In [163]:
'''
CS585_Lab3
CS585 Image and Video Computing
Lab 3
--------------
This program introduces the following concepts:
	a) Reading a stream of images from a webcamera, and displaying the video
	b) Skin color detection
	c) Background differencing
	d) Visualizing motion history
--------------
'''
import cv2
import sys
import numpy as np

In [164]:
# globals
max_thresh = 255

In [165]:
def my_skin_detect(src) :
    '''
    Function that detects whether a pixel belongs to the skin based on RGB values
    Args: 
        src The source color image
    Returns: 
        dst The destination grayscale image where skin pixels are colored white and the rest are colored black
    Surveys of skin color modeling and detection techniques:
    Vezhnevets, Vladimir, Vassili Sazonov, and Alla Andreeva. "A survey on pixel-based skin color detection techniques." Proc. Graphicon. Vol. 3. 2003.
    Kakumanu, Praveen, Sokratis Makrogiannis, and Nikolaos Bourbakis. "A survey of skin-color modeling and detection methods." Pattern recognition 40.3 (2007): 1106-1122.
    '''
    dst = np.zeros(np.shape(src)[:-1], dtype=np.uint8)
    mask = np.logical_and.reduce((src[:,:,2] > 94 ,src[:,:,1] > 40, src[:,:,0] > 20 ))
    dst[mask] = 255
    return dst

def my_frame_differencing(prev, curr):
    '''
    Function that does frame differencing between the current frame and the previous frame
    Args:
        src The current color image
        prev The previous color image
    Returns:
        dst The destination grayscale image where pixels are colored white if the corresponding pixel intensities in the current
    and previous image are not the same
    '''
    dst = cv2.absdiff(prev, curr)
    gs = cv2.cvtColor(dst, cv2.COLOR_BGR2GRAY)
    dst = (gs > 50).astype(np.uint8) * 255
    return dst

def my_motion_energy(mh):
    '''
    Function that accumulates the frame differences for a certain number of pairs of frames
    Args:
        mh Vector of frame difference images
    Returns:
        dst The destination grayscale image to store the accumulation of the frame difference images
    '''
    dst = np.zeros(np.shape(mh[0][:,:]), dtype=np.uint8)

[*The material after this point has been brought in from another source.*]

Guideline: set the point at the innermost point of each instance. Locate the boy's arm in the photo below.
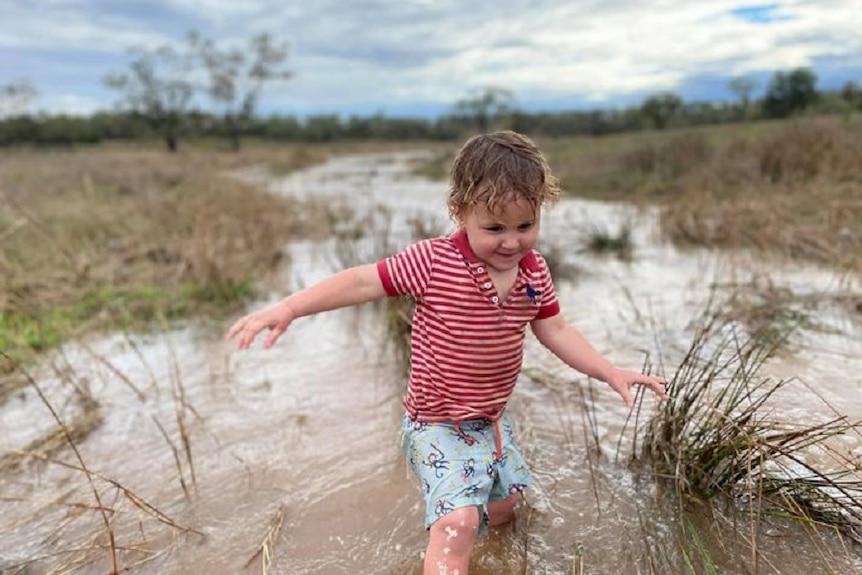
(569, 345)
(349, 287)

    mask = np.logical_or.reduce((mh[0][:,:] == 255, mh[1][:,:] == 255, mh[2][:,:] == 255))

    dst[mask] = 255
    return dst



In [166]:
def hand_capture():
    cap = cv2.VideoCapture(0)
    gestures = []
    # if not successful, exit program
    if not cap.isOpened():
        print("Cannot open the video cam")
        sys.exit()

    # create a window called "MyVideo0"
    cv2.namedWindow("Webcam", cv2.WINDOW_AUTOSIZE)

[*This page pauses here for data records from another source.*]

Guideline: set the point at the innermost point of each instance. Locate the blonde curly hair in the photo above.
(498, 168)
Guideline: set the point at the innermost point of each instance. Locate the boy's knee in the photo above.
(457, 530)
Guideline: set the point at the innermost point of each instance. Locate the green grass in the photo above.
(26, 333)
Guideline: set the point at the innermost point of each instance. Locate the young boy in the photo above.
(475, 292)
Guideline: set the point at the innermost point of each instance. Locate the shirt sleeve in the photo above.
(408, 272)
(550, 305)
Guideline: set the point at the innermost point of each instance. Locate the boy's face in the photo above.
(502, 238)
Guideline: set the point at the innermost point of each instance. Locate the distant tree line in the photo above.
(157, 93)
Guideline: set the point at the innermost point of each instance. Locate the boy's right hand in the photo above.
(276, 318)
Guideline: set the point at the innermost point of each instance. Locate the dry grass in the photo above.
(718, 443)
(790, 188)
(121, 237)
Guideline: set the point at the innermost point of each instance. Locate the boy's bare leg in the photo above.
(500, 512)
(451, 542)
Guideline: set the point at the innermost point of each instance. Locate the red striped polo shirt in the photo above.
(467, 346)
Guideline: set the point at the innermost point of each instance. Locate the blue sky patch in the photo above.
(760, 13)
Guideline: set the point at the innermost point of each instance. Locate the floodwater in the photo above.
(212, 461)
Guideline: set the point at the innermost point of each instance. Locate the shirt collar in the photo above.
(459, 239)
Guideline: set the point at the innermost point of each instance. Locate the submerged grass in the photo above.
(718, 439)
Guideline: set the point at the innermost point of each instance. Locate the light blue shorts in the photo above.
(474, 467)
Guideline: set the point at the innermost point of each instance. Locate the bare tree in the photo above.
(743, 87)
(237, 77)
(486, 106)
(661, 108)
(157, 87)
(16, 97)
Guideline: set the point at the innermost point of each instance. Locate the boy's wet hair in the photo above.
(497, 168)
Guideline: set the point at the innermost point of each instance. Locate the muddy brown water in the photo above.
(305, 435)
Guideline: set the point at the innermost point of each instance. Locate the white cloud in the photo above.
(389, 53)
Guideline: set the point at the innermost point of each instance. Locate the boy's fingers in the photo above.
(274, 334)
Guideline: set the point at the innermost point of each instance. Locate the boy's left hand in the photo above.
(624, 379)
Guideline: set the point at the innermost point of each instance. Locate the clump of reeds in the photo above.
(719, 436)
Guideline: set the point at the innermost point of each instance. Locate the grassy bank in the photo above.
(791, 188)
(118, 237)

    # read a new frame from video
    ret, frame0 = cap.read()
    if not ret:
        print("Cannot read a frame from video stream")
    images = 0
    while(1):
        ret, frame = cap.read()
        if not ret:
            print("Cannot read a frame from video stream")
            break


        cv2.putText(frame,"Please take a picture with no hands in view, press space to capture when ready.", (50,50), cv2.FONT_HERSHEY_SIMPLEX, 1, (0,255,0), 2, cv2.LINE_AA)
        cv2.imshow("Webcam", frame)

        if cv2.waitKey(30) == 32:
            background = cv2.cvtColor(my_skin_detect(frame),cv2.COLOR_GRAY2BGR)
            break

    while(images < 3):
        # read a new frame from video
        ret, frame = cap.read()
        # if not successful, break loop
        if not ret:
            print("Cannot read a frame from video stream")
            break

        frame = clean_gesture(frame, background)
        if images == 0:
                cv2.putText(frame,"Please make a hand gesture, press space to capture when ready.", (50,50), cv2.FONT_HERSHEY_SIMPLEX, 1, (0,255,0), 2, cv2.LINE_AA)
        if images == 1:
                cv2.putText(frame,"Please make a second hand gesture, press space to capture when ready.",(50,50), cv2.FONT_HERSHEY_SIMPLEX, 1, (0,255,0), 2, cv2.LINE_AA)
        if images == 2:
                cv2.putText(frame,"Please make the last gesture, press space to capture when ready.",(50,50), cv2.FONT_HERSHEY_SIMPLEX, 1, (0,255,0), 2, cv2.LINE_AA)
        if cv2.waitKey(30) == 32:
            images += 1
            if images == 1:
                gestures.append(frame)
            if images == 2:
                gestures.append(frame)
            if images == 3:
                gestures.append(frame)
                break

        cv2.imshow("Webcam", frame)
    cap.release()
    cv2.destroyAllWindows()
    return gestures, background



In [167]:
def clean_gesture(frame, background):
    image = my_skin_detect(frame)
    image = cv2.cvtColor(image,cv2.COLOR_GRAY2BGR)
    image = my_frame_differencing(background, image)
    # cv2.namedWindow('Skin')
    # cv2.imshow('Skin', image)
    # image = cv2.cvtColor(image, cv2.COLOR_BGR2GRAY)
    # cv2.namedWindow('Grey')
    # cv2.imshow('Grey', image)
    _, thres_output = cv2.threshold(image, 125 , max_thresh, 0)
    contours, hierarchy = cv2.findContours(thres_output, cv2.RETR_TREE, cv2.CHAIN_APPROX_SIMPLE)
    contour_output = cv2.cvtColor(np.zeros(thres_output.shape,dtype='uint8'),cv2.COLOR_GRAY2BGR)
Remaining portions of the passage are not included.